At that time the Atoma 400 was my coarsest stone, i did most of the work on that. It is totally fine to use anything coarser. I have Shapton pro 220 now that works just fine, your Shapton Glass is should do the job just as well.

It took me a bit to bring myself to put expensive blades on very coarse stones, but i got used to it quickly.


----------



## Konge (Oct 11, 2017)

Hrm, you write that an aoto or binsui might be helpful during the 6k phase. Do you mean instead of the 6k or between the 6k and the uchigumori? What would your preferred progression up to your natural stones be, if you were to repeat the process?


----------



## Konge (Oct 24, 2017)

So, while the original title/question was riddled with some quite fundamental misunderstandings, your replies were still immensely helpful. Got my new stones and gave it a go on the moritaka petty. JNS 300 -> JNS 800 -> JNS red aoto -> JNS 6k -> Tomo nagura. Ironically, it seems like I got the best contrast from the JNS 800, uniform and very dark jigane.
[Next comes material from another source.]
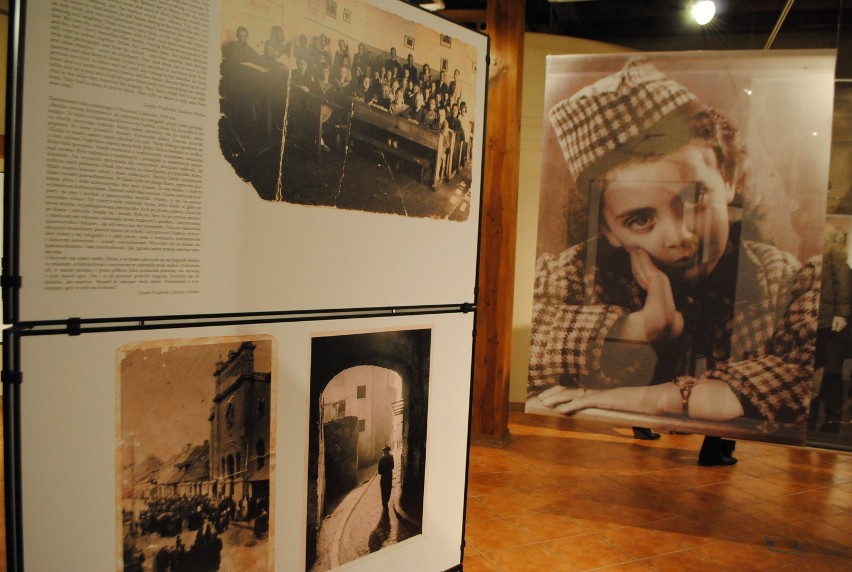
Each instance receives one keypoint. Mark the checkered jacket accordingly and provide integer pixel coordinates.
(761, 344)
I'm looking for some troubleshooting on the final result, since it seems less than ideal: https://imgur.com/a/0HRuP

The very upper part close to the KU especially seems very bright, this mostly happened when I put it to the red aoto & 6k - is this because of the stones, or me messing up the angle? Stupidly, I did not take pictures after each stone, but I hope some of you can point me in the right direction and identify some potential errors anyway. Otherwise, I'll just have to go through the progression again


----------